90 – Dal gemito alla responsabilità (11.12.05)

Il pensiero della settimana n. 90

 

Fino a non molti anni fa, in ambito cattolico, un richiamo corposo al libro dell’Esodo sarebbe stato, prima di ogni altra cosa, associato alla teologia della liberazione. Il cuore del messaggio esodico era considerato il riscatto sociale e politico degli oppressi. Il loro passaggio da una condizione di asservimento a una di libertà doveva  trovare concreto riscontro nell’orizzonte storico. Questa non banale speranza è caduta sotto la scure delle condanne ecclesiastiche e, soprattutto, è stata travolta dalla fine indecorosa del socialismo reale. Ora aspetta sotto la cenere tempi in cui potersi manifestare con rinnovata energia. Per essa adesso sono anni di vacche magre.

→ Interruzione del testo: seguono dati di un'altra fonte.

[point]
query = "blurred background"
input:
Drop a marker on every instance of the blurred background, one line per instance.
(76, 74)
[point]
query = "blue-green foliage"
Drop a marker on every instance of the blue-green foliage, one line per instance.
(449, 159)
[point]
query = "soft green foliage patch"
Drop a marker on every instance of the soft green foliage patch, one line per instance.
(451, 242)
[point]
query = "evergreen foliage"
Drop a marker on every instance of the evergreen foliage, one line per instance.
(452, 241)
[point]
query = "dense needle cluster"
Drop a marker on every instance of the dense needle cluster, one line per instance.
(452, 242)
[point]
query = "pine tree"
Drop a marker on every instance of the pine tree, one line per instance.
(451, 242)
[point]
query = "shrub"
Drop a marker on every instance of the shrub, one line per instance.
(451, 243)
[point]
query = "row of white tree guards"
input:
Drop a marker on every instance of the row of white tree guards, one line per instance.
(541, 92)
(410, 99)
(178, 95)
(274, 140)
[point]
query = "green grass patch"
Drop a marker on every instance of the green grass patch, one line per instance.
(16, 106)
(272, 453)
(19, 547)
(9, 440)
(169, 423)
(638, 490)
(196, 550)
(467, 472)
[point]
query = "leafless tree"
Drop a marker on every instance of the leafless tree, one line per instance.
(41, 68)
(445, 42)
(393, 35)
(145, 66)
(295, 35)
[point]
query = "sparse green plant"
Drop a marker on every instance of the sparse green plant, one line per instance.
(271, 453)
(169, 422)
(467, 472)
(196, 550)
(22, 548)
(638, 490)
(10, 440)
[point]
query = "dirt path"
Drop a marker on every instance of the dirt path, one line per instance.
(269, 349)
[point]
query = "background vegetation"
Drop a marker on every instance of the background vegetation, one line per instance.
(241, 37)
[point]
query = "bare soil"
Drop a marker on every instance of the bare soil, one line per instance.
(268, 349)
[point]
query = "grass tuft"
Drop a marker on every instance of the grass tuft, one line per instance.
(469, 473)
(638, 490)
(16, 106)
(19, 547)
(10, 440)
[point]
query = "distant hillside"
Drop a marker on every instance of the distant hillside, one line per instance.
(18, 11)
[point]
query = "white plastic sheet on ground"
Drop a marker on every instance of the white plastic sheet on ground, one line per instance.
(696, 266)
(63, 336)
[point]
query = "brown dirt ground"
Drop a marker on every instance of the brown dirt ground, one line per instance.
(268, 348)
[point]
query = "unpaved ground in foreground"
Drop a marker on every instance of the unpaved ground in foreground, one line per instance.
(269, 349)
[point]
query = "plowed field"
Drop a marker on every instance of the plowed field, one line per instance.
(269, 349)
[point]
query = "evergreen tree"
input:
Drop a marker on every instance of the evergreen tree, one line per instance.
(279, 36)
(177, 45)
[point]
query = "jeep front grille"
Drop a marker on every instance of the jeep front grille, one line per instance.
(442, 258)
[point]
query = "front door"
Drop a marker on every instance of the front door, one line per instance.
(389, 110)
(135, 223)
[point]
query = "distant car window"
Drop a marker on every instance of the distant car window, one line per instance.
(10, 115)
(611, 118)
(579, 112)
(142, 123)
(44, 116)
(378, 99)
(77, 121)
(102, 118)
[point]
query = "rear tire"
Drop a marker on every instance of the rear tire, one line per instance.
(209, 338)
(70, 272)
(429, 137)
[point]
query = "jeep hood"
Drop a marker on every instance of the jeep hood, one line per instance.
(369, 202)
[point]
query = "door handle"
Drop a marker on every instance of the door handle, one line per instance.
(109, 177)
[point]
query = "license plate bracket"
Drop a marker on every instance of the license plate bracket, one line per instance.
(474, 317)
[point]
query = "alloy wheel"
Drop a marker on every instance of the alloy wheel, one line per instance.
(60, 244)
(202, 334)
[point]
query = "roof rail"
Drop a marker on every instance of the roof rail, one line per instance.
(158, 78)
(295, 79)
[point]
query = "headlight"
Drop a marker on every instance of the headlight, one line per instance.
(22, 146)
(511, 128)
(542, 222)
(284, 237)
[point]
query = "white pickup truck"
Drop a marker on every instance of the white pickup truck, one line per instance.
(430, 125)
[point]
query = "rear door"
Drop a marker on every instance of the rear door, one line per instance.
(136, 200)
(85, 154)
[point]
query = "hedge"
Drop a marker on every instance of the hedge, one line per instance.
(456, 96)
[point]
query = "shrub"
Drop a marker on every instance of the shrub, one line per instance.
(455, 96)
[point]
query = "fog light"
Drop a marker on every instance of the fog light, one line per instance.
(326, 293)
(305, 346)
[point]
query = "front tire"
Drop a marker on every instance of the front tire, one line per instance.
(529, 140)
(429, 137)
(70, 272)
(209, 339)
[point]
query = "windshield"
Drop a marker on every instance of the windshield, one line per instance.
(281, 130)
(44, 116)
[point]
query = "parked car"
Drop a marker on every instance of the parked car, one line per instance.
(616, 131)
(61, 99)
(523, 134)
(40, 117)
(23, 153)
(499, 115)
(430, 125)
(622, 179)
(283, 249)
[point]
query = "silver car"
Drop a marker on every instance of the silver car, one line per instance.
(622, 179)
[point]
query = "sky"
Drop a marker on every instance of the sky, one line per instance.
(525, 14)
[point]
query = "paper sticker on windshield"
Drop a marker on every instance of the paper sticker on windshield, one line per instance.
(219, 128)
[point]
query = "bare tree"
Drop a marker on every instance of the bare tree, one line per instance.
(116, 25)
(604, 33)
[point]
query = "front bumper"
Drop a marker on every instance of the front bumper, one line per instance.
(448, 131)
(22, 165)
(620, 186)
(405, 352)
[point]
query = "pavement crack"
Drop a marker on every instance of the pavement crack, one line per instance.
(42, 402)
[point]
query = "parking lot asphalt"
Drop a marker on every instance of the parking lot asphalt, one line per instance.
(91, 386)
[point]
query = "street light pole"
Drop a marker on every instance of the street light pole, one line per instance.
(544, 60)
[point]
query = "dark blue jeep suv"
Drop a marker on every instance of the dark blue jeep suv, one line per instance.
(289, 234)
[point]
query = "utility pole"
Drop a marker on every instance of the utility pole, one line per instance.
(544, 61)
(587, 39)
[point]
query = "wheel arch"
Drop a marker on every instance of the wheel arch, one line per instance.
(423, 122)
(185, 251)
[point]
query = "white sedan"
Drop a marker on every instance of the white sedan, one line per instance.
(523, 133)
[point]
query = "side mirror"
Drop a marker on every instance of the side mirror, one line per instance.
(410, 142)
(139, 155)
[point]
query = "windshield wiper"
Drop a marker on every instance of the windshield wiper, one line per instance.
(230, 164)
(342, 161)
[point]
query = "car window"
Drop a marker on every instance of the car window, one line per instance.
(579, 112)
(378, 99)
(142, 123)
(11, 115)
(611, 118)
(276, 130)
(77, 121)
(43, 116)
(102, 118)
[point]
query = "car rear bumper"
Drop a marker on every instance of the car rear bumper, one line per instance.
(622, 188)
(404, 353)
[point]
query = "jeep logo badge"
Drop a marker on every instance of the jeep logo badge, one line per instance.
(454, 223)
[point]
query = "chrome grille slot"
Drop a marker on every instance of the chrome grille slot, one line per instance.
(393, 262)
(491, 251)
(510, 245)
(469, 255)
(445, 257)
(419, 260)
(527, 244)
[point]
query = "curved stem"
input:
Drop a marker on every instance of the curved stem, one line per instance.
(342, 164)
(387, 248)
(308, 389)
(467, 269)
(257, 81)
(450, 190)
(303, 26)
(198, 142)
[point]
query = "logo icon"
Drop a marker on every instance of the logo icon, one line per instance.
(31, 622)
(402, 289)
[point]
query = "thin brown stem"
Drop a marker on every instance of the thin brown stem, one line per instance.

Più di frequente la liberazione  è oggi intesa in termini esistenziali. Il grido che si alza dall’oppressione è colto come gemito della persona sofferente in quanto preda della malattia, dell’emarginazione sociale, della devianza, della dissipazione. Il libro dell’Esodo afferma che il grido si innalzò dalla schiavitù. Esso fu udito dal Signore che capì (Es  2,23-24). Non si parla perciò di una preghiera intenzionale da parte degli ebrei: il grido era un semplice lamento, non una supplica. Esso però attira ugualmente su di sé l’attenzione di Dio. Questo vale anche per i gemiti degli sventurati e degli infelici. Dio li ama per quel che sono e in ciò si trova la radice della loro liberazione. Ciò è specialmente vero se altre persone, sulla scorta del loro Signore,  si comportano in modo analogo. Alcune testimonianze di questa spiritualità sono molto alte e toccanti (cfr. per es. Daniele Simonazzi, In ascolto delle creature in Quaderni di Qol, In ascolto del creato,  Atti del Convegno nazionale, Reggio Emilia 26/27 febbraio 2005, Aliberti, Reggio Emilia 2005, pp.225-230). In questi casi sembra però  all’opera una precomprensione orientata a separare l’esodo dall’Egitto dal monte Sinai, il momento nel quale il Dio liberatore offre al popolo la sua Legge.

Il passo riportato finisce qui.